I am overwhelmed with emotion today at the news of the death of Osama bin Laden . . . jubilant, relieved, grief-stricken, saddened or bittersweet, it doesn’t matter. I’m relieved that the mastermind is gone.
Today I planned to blog about DAY FIVE of Karol K. Truman’s book, Feelings Buried Alive Never Die. However, I have chosen to be selfish and change my twist on this subject to focus on me and my emotions. Because of this international breaking news, I felt it was time for me to heal my own wounds.
At the notice of the death of Osama bin Laden in the late hours of last evening, my mind and body went into a meltdown. No, I did not lose anyone in 9/11, but I have a son who was in high school on 9/11 and who is serving in Afghanistan today. He and his fellow soldiers will ultimately experience the consequences of this historic action.
Not only is my son protecting our freedom, but my brother protected our freedom in a Special Forces unit in the late 1950s and mid 1960s. He died for our country in 1965, during peacetime, to a different kind of terrorist – not acknowledged as such in the 60s – and one who never had a name. The emotions that I have stored within me since this tragic event in 1965, swelled to major proportions as my tears and moaning took on a life of their own.
As Karol Truman recommends, for healing to take place, we have to get into the emotion; feel them, know when they surface and stay aware of the feeling. She says we don’t have to retrace our steps and remember the entire scenario when these emotions were given life – just be aware of them and begin to work through her process.
With that advice in hand, I faced my buried emotions and gave them a name. They are called grief and sadness mixed with a little bitterness. These emotions show their ugly face every time I hear of a soldier’s death, pass a flag at half-staff, or listen to the songs – America the Beautiful or the Star-Spangled Banner. This emotion shows up as tears of sadness and regret that my own brother was never found nor properly honored for his service to our country. We never received a body as the body’s were left on that mountainside in Columbia, South America so long ago.
I still grieve for my brother and the hundreds of men and women in the military today that face challenges that we will never know, especially my son. Many of you will never know the feelings of loss when a family member who fought for our country, dies for our country. For that, I am thankful. But for those of us who have faced this loss, today is bittersweet.
As I end this blog, I’m working through Truman’s spiritual practice that will help heal my buried emotions of grief and sadness. Tomorrow I will share with you more information about this profound practice that can heal the unseen wounds that stop us from filling our lives with joy and gladness.
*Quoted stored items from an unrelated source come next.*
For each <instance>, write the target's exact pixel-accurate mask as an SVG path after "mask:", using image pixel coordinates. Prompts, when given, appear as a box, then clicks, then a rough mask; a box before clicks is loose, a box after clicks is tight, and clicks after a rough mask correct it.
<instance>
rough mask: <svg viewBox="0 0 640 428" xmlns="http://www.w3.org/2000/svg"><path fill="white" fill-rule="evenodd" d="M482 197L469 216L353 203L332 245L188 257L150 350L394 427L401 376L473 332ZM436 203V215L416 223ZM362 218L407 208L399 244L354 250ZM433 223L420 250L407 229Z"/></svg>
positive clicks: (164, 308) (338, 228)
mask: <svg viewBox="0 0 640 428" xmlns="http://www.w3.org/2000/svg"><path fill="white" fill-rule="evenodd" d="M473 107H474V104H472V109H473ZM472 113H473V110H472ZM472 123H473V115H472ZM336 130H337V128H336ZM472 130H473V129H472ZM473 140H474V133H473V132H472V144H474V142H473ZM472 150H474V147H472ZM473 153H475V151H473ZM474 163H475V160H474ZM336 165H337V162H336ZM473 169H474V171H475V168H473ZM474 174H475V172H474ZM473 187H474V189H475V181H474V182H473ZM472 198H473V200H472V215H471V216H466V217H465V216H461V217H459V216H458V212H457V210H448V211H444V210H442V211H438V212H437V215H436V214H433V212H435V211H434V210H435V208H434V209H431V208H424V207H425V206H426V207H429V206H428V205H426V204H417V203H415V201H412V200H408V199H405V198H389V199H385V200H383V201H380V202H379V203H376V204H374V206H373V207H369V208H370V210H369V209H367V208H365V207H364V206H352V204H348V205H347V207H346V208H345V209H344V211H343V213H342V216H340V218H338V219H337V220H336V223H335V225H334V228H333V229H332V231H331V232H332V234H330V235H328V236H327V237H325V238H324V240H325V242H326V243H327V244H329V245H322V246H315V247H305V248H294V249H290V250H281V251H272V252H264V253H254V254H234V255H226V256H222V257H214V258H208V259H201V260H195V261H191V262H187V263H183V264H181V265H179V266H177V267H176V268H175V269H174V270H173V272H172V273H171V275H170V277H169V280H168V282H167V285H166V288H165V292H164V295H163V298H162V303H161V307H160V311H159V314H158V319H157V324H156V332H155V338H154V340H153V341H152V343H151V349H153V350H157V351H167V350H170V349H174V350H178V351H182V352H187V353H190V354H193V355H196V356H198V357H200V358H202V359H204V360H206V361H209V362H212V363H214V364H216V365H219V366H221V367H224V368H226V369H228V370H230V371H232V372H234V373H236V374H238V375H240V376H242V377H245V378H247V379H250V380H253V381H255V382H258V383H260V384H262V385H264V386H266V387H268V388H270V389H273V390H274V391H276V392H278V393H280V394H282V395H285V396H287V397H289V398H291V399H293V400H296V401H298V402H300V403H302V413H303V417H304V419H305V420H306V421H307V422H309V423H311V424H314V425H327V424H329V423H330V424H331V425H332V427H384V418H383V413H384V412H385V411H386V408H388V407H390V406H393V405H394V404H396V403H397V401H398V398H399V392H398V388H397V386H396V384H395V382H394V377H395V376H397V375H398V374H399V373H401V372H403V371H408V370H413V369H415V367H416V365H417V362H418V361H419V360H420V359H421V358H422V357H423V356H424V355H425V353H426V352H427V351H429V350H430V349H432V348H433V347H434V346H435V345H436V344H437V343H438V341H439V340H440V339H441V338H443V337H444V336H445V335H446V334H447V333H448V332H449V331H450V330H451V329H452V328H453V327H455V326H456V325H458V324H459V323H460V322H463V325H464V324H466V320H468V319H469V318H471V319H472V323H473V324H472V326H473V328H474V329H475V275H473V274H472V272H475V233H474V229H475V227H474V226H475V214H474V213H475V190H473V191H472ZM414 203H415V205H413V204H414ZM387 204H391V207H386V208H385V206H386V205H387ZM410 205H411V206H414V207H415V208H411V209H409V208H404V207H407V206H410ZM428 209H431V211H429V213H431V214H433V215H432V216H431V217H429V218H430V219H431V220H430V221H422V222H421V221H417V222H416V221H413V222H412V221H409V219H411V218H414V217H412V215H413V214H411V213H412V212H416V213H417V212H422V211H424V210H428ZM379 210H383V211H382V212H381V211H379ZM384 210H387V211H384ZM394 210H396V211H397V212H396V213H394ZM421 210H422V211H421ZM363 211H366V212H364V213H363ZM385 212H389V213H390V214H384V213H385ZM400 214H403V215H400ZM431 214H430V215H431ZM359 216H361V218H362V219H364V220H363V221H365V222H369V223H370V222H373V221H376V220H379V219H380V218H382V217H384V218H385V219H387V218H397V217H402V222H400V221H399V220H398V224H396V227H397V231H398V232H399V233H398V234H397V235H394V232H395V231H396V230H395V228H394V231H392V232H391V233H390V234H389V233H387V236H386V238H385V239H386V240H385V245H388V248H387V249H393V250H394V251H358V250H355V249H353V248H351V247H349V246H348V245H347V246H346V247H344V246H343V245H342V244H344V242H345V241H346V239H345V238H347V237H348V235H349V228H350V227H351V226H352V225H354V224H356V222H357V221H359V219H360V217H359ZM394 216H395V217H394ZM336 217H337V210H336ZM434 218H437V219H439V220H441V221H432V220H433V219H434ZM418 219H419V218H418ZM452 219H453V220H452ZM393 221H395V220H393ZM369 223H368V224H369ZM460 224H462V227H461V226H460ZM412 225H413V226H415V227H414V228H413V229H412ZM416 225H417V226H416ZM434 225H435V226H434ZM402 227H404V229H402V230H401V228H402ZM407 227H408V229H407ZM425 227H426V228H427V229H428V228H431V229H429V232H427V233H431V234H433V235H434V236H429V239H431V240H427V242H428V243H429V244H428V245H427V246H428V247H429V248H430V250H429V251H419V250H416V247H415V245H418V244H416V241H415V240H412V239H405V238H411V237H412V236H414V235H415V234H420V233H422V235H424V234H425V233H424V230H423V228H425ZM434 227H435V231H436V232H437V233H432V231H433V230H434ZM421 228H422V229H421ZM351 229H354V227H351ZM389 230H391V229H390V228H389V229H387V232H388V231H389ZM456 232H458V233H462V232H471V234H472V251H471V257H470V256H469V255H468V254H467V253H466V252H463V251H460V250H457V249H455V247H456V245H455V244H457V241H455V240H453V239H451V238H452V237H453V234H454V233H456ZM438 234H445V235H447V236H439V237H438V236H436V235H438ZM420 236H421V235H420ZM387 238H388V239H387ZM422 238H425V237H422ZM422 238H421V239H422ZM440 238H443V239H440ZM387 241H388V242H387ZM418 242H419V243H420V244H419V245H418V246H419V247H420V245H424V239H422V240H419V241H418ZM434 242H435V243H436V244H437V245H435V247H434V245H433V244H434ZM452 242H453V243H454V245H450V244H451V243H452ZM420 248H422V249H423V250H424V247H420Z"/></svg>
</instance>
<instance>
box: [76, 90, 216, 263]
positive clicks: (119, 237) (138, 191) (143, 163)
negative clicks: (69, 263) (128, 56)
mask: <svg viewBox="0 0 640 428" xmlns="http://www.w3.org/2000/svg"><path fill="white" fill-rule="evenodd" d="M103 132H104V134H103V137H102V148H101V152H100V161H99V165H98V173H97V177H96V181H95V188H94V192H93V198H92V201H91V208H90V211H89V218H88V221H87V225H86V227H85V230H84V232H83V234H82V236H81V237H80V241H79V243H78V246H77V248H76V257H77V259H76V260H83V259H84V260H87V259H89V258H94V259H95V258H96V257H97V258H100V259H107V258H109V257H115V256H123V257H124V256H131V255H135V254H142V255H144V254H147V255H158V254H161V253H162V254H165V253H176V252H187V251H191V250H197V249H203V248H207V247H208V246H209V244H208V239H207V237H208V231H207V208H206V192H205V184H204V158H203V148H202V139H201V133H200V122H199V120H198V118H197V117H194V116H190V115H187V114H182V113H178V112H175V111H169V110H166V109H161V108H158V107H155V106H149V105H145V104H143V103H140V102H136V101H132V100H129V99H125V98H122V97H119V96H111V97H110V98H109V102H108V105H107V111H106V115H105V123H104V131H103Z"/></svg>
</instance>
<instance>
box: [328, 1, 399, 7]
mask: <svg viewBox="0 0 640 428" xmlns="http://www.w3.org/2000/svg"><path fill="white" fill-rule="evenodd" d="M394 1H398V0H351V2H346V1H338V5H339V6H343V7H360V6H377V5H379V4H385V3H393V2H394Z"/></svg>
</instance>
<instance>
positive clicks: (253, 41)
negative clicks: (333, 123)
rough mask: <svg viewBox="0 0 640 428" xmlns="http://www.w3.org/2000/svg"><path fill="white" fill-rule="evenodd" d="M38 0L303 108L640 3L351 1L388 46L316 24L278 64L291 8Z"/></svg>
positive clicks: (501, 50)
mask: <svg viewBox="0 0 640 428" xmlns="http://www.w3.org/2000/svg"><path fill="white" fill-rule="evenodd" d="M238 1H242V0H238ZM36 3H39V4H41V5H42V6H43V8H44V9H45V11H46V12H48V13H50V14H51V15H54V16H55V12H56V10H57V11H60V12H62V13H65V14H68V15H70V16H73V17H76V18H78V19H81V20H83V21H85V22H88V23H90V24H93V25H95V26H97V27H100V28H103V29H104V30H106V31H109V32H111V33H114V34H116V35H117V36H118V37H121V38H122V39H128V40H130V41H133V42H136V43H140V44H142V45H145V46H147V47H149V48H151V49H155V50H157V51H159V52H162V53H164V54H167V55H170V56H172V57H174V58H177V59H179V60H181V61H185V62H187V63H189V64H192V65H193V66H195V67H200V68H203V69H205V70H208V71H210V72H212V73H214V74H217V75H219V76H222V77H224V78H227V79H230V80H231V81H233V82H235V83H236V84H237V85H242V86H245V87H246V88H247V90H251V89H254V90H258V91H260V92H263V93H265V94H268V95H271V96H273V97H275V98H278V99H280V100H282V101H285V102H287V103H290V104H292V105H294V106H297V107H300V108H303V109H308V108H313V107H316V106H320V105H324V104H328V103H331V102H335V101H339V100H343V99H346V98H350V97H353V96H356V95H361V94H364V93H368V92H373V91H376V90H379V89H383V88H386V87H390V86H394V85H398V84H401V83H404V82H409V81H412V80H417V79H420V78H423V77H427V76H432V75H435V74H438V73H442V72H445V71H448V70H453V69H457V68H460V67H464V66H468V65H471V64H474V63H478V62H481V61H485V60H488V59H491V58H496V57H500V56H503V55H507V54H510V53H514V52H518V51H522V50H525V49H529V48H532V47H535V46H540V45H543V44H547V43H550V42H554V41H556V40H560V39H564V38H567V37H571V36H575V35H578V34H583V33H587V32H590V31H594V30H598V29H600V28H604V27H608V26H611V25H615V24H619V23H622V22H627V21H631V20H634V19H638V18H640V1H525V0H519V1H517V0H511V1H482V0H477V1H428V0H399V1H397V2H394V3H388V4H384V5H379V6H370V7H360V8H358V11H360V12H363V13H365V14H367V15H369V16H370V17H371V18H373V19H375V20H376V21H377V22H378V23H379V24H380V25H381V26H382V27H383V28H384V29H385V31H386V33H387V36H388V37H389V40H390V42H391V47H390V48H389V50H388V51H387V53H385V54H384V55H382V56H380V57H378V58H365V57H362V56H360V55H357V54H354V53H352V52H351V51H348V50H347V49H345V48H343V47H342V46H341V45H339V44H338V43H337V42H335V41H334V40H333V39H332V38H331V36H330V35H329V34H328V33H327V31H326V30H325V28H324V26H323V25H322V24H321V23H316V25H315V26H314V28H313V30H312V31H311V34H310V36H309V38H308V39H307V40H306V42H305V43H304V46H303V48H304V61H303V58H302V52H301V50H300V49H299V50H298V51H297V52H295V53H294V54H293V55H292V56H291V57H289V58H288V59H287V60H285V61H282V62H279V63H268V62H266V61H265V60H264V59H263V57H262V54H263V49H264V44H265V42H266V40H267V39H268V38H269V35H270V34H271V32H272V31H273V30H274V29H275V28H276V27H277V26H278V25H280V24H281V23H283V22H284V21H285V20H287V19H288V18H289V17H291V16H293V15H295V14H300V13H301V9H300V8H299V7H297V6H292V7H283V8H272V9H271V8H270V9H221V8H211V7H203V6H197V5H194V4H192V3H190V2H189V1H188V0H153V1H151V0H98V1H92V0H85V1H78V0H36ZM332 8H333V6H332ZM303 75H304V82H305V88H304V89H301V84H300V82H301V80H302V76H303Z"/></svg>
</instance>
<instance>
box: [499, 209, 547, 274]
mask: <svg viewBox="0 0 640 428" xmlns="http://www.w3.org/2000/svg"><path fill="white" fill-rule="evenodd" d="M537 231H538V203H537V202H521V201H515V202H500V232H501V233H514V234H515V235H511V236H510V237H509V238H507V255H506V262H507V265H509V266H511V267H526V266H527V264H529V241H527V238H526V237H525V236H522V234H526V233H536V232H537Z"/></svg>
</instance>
As for my son, I love him and thank him for what he is sacrificing for our freedom. I pray that he and all our soldiers are safe from the ravages of war. Please remember to thank all soldiers, near and far, along the streets, in the malls, at airports, in churches and synagogues, and wherever and whenever they are in your presence. We owe them the respect and gratitude for what they are doing for us. God Bless America and God Bless our soldiers.